2. The wirelessly powered stimulator of claim 1, wherein the IPG further comprises a plurality of reverse bias diodes that release energy from the CSTOR when the energy stored reaches an upper level threshold.
3. The wirelessly powered stimulator of claim 1, wherein the Rx antenna is at least one antenna selected from the group consisting of an inductor coil, a resonant coil, a dipole antenna, a monopole antenna, a patch antenna, a bow-tie antenna, a phased-array antenna, and a wire.
4. The wirelessly powered stimulator of claim 1, wherein the CSTOR is off-chip.
5. The wirelessly powered stimulator of claim 1, wherein the CSTOR is on-chip.
6. The wirelessly powered stimulator of claim 1, wherein the Rx antenna is off-chip.
7. The wirelessly powered stimulator of claim 1, wherein the Rx antenna is on-chip.
8. The wirelessly powered stimulator of claim 1, wherein amplitude modulation comprises detecting at least a threshold percentage reduction in power of the RF signal from the Tx antenna.
9. The wirelessly powered stimulator of claim 1, further comprising a DC-block capacitor, CBCK, that delivers the output stimulations for charge-neutralization.
10. The wirelessly powered stimulator of claim 9, further comprising a discharge resistor, RDIS, that nulls the accumulated charge on the CBCK.
11. The wirelessly powered stimulator of claim 1, wherein the IPG is used for at least one application selected from the group consisting of neural stimulation, heart pacing, defibrillation, bladder stimulation and deep brain stimulation.

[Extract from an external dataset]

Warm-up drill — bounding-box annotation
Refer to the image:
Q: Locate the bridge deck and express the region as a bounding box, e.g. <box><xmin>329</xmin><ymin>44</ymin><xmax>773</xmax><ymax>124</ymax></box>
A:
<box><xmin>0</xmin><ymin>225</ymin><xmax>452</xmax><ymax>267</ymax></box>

12. The wirelessly powered stimulator of claim 2, wherein the output voltage regulator limits an amplitude of output stimulations within a specific range, wherein the output voltage regulator enables the demodulator when a supply voltage exceeds a lower tier; and wherein when the supply voltage exceeds a higher tier, enables a discharge path to rapidly discharge excess incident charge.
13. The wirelessly powered stimulator of claim 1, wherein the amplitude modulation is applied to the RF signal to control at least one of a repetition rate and a duration of the output stimulation in an analog manner.
14. The wirelessly powered stimulator of claim 1, wherein the demodulator replicates a timing of the amplitude modulation applied to the RF signal.
15. The wirelessly powered stimulator of claim 14, wherein the demodulator comprises three source follower replicas with a high end VH, low end VL, and transient envelop VENV of the RF signal and the VENV detection branch uses a small capacitor Csm and VH and VL are extracted on large capacitors with and without the AC input respectively.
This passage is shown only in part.